Войдя в залу, Елена и Александр проследовали к тронным креслам. Понуждаемый Еленой, первым сел на трон Александр, следом рядом с ним села Елена. Русским и литовским вельможам сесть никто не предложил. Они двумя отдельными группами застыли перед государем и государыней в ожидании их слова. Елена знала, что Александр не заговорит первым, потому как ему нечего было сказать ни своим панам, ни русским вельможам. Он сидел, слегка опустив голову и прикрыв глаза. Пауза затягивалась, но тишину никто не нарушал. Когда же наступил предел молчанию, Елена подняла руку и четко заговорила:
— Слушайте все. Я скажу то, на что имею право. Я выражаю свою волю вопреки воле государя всея Руси, вопреки воле панов рады и других литовских вельмож. Этого права никто меня не лишит. Говорю вам в согласии с государем Александром. Я знаю, что кому-то выгодно посеять вражду между литовцами и русскими и, хотя мои воины никому не угрожают и никого не обременяют, кто-то жаждет выпроводить их помимо воли государя всея Руси, кто-то хочет порвать мирный договор и заставить наши державы ввязаться в войну. Знайте же: того никто не дождется. Я заявляю, что завтра пополудни моим повелением русские ратники, триста челядинцев и многие вельможи покинут Вильно. При мне будет сотня воинов, священник Фома, дворецкий, казначей, дьяк Микола Ангелов, немного прислуги. Главой над всеми остается Прокофий Скуратов. И в том моя воля. Волею же государя Александра сегодня уйдут из Вильно ливонские рыцари, а шляхтичи и литовские воины вернутся в свои дома, на свои постои. Теперь все идите в трапезную и вместе подумайте, как проводить достойно русских ратников. Мы же с государем посидим тут.
Никто из литовских и русских вельмож ни словом, ни возгласом не прервал великую княгиню. Все единодушно согласились с ней и молча покинули тронную залу. Великий князь все эти минуты, пока говорила Елена, смотрел на нее с возрастающим изумлением. В его душе возникло трепетное ощущение величия этой россиянки, данной Господом Богом ему в супруги. Князь слово в слово запомнил сказанное Еленой и теперь удивлялся, как эта молодая княгиня взяла верх над ним и даже над панами рады, где каждый был зубром.

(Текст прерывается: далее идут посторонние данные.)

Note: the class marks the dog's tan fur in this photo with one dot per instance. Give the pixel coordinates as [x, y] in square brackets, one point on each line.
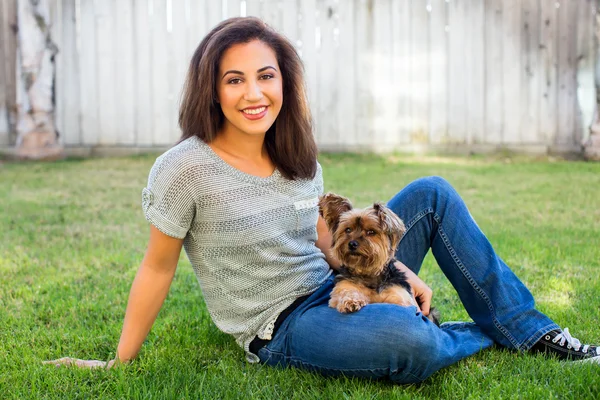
[364, 241]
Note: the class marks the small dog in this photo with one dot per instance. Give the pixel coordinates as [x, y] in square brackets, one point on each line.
[364, 241]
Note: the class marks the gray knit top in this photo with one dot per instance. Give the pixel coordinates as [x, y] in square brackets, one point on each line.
[250, 240]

Елена сидела, склонив голову набок, и с грустной улыбкой смотрела на Александра. В этот миг она была похожа на умудренную жизнью женщину и жалела сидящего рядом с нею человека, как мать жалеет сына-неудачника. Но он не был ее сыном. Он был супругом. Он был государем огромной державы, и в этом было ее несчастье. В голову лезли всякие печальные мысли. Она даже пожалела себя, потому как знала, что с ним не познает ни женского счастья, ни материнской радости. Елена погасила свою грустную улыбку, ей захотелось плакать, но, одолев свою слабость, она обратилась к Александру:
— Если хочешь, иди к моим воинам, попрощайся с ними, скажи доброе напутственное слово.
Елена сочла, что сейчас ей очень важно показаться перед народом с государем, дать понять людям, что в княжеских палатах воцарились мир и согласие. А по- иному она и не мыслила утихомирить толпу горожан, запрудившую двор замка.
В ответ на предложение Елены Александр молча взял ее под руку, и они, покинув тронную залу, вышли на высокое крыльцо замка. Александр поднял руку и улыбнулся. На площади его улыбка породила удивление, медленно перерастающее в радостное возбуждение: народ не жаждал ни разжигания вражды, ни тем более крови. Елена и Александр прошли мимо литовских воинов на хозяйственный двор к русским ратникам, которые сперва разноголосо, а потом слаженно, мощно прокричали: «Слава Елене! Слава!» — словно знали о мирном исходе грозной свары.
Часом позже на этом дворе среди воинов появился князь Илья Ромодановский.